Plants native to the area are likely to survive since they’re well-adjusted to different conditions, like soil, the amount of sunlight and precipitation, and temperature. You can grow non-native greenery in your garden as well, as long as they’re from the same climate. Take note of how weather patterns and climate conditions can affect plants so you can choose the ones that are likely to survive in your area.
Sunlight and shade
Sunlight gives plants energy; it’s an essential component of photosynthesis. So some people try to expose their potted plants to sunshine as much as possible, thinking this would make them bloom more. But different plants have different sensitivities to sunlight.
Naturally, those native to arid climates thrive in intense amounts of sunlight. Some plants that you can place in the direct sun are daylilies, lavenders, and succulents. These can survive areas that have drought-like conditions, like Las Vegas and Phoenix.
You can still grow sun-sensitive plants even if you live in a desert-like climate. Protect them by utilizing the shady areas in your garden. The intensity and direction of the sunbeams vary depending on the time of day. As a general rule, sun-sensitive plants prefer the morning or late afternoon light because the midday sun is too harsh for them.

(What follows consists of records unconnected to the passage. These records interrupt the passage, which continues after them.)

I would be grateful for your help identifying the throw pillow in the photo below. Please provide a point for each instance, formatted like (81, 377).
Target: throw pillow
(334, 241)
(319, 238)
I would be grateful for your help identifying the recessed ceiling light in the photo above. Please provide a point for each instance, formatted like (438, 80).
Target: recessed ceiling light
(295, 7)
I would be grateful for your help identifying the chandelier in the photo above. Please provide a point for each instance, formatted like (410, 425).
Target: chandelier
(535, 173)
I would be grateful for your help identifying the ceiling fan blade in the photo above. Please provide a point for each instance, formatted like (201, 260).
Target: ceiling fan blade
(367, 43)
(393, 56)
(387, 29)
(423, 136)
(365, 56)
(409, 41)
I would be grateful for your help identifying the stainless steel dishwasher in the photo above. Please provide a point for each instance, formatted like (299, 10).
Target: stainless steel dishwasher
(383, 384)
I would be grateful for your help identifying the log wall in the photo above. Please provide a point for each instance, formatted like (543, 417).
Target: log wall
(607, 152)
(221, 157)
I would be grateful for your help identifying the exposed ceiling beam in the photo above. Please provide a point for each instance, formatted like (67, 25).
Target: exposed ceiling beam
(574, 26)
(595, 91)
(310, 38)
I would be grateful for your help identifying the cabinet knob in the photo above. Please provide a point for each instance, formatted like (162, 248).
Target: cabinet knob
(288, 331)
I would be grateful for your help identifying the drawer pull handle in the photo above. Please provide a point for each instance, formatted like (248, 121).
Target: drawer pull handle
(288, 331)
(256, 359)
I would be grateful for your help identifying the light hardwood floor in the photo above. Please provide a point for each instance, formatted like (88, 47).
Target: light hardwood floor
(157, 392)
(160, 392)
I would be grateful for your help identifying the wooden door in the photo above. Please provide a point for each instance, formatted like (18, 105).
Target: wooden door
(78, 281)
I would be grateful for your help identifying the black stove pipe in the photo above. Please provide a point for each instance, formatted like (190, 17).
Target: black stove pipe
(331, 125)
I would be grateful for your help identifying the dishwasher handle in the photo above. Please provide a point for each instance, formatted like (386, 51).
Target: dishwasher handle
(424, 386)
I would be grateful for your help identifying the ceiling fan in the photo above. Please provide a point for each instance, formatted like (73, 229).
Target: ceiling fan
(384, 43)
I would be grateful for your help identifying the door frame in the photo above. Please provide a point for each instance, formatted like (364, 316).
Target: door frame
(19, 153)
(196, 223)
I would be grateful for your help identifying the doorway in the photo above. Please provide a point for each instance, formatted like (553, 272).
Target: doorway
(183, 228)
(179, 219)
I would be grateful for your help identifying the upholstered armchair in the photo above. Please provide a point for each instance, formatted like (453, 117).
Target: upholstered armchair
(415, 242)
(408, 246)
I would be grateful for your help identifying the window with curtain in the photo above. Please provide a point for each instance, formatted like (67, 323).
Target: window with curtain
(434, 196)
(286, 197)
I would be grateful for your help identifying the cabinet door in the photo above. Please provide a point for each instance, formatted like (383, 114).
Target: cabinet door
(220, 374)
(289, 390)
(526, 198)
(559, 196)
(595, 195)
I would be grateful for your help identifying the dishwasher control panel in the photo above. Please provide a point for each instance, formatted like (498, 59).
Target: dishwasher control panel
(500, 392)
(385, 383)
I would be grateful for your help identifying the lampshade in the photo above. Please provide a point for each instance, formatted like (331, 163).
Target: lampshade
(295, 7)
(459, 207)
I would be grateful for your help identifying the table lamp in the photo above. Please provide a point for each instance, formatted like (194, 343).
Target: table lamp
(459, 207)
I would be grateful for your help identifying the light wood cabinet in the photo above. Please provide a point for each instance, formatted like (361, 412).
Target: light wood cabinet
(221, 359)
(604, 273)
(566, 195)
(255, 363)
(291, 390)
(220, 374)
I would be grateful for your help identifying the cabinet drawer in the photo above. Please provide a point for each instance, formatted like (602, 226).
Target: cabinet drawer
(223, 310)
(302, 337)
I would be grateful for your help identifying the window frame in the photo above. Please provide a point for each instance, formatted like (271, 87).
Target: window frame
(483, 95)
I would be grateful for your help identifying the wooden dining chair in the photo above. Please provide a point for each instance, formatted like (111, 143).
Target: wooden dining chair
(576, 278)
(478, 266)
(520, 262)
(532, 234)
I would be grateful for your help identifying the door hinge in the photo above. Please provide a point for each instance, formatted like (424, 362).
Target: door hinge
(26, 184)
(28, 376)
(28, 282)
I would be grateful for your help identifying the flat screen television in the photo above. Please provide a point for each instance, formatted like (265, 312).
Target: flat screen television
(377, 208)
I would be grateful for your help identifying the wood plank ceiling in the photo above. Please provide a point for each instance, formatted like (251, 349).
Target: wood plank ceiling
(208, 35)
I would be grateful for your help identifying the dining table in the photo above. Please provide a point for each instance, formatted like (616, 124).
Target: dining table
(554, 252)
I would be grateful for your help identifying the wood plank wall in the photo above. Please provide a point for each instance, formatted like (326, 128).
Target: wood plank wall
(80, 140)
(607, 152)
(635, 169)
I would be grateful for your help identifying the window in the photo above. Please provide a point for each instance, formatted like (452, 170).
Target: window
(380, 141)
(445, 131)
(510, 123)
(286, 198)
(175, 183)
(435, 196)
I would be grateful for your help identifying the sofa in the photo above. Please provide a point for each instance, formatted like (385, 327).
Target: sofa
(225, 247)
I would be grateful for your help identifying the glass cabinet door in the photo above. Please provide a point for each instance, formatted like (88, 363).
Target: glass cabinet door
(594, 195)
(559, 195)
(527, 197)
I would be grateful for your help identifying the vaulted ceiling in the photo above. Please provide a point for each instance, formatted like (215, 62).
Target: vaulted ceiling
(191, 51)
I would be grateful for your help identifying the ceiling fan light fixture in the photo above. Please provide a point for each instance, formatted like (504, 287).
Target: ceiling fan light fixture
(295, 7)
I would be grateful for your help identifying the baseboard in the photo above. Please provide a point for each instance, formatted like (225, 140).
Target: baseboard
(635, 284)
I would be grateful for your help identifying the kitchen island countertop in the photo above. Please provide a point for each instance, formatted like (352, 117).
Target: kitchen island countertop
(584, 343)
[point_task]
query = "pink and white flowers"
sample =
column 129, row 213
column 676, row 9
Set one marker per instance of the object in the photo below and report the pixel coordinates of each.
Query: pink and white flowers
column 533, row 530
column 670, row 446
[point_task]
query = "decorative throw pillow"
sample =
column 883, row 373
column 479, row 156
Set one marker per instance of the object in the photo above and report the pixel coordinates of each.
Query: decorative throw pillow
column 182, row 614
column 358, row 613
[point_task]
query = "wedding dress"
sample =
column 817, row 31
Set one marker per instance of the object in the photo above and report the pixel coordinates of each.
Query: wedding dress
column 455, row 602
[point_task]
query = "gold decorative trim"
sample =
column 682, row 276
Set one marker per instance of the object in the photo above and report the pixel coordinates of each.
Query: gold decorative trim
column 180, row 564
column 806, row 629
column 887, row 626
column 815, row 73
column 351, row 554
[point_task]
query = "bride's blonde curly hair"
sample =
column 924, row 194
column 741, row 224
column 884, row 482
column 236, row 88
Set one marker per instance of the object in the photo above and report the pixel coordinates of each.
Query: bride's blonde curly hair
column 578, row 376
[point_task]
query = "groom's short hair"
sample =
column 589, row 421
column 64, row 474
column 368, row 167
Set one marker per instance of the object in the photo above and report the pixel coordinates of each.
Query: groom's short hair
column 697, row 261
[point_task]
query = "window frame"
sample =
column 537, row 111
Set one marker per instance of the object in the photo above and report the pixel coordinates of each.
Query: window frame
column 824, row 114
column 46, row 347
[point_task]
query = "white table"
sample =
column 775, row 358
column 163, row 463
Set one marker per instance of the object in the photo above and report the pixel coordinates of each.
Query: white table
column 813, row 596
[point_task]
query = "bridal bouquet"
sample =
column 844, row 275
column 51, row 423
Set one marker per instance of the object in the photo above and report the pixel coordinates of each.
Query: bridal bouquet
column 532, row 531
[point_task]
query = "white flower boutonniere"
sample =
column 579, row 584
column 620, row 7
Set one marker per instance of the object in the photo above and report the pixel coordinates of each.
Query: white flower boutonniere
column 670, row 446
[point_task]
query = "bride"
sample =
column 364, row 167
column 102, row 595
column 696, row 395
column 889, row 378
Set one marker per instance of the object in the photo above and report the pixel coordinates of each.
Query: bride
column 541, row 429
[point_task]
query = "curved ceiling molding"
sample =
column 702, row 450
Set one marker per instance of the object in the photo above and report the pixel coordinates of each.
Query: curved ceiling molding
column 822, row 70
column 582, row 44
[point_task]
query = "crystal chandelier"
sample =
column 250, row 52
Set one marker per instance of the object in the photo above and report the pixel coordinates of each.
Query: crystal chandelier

Planning for landscape design in Sandy, Utah and other areas with average climates is relatively easier since the weather doesn’t get too uncomfortable for the plants. But if you live in an arid city, you have to carefully plan the positions of your plants, so they only get the necessary amount of sunlight. Observe how the rays hit your garden as the sun moves throughout the day, and you will know where the optimal spots are for your shade plants.
If you’re not careful, the wind can also deal damage to your plants through desiccation. Strong winds can dry up the leaves of a plant faster than it can absorb water from the soil. This can leave your plants parched, making their leaves brown and wilted.
If you live in a gusty state, like Texas or Alaska, observe how the wind affects your plants.
You can protect your wind intolerant plants by surrounding them with wind resistant shrubs. The undergrowth acts as a shield against the harsh winds. But be sure to plan your protective foliage carefully to block as much wind as possible without casting too much shade.
Trees can also suffer from desiccation. Prune your trees to protect them from wind damage. You can do this by thinning the canopy of the tree so gusts of wind can pass through instead of just pushing against the tree.
Different plants also react differently to large amounts of rainwater. If you live in one of the wettest cities in the US, like Buffalo or Portland, choose plants that have thin and slick leaves, because these can repel water instead of absorbing it. Some flowers that love the rain are hydrangeas, forget-me-nots, and primroses.
Plants with thicker leaves and trunks generally prefer a drier climate. The thickness prevents transpiration (i.e., water movement through plants), helping them store water inside their bodies. They may drown when exposed to too much water, so if you want to keep any in your house, it’s better to place them indoors or the drier parts of your garden.
Observe your yard’s level of exposure to different weather conditions first before planting anything. The information you take from this observation will help you know what type of plants are suitable for your area. This way, you can ensure the survival of your plants and prevent unwanted losses.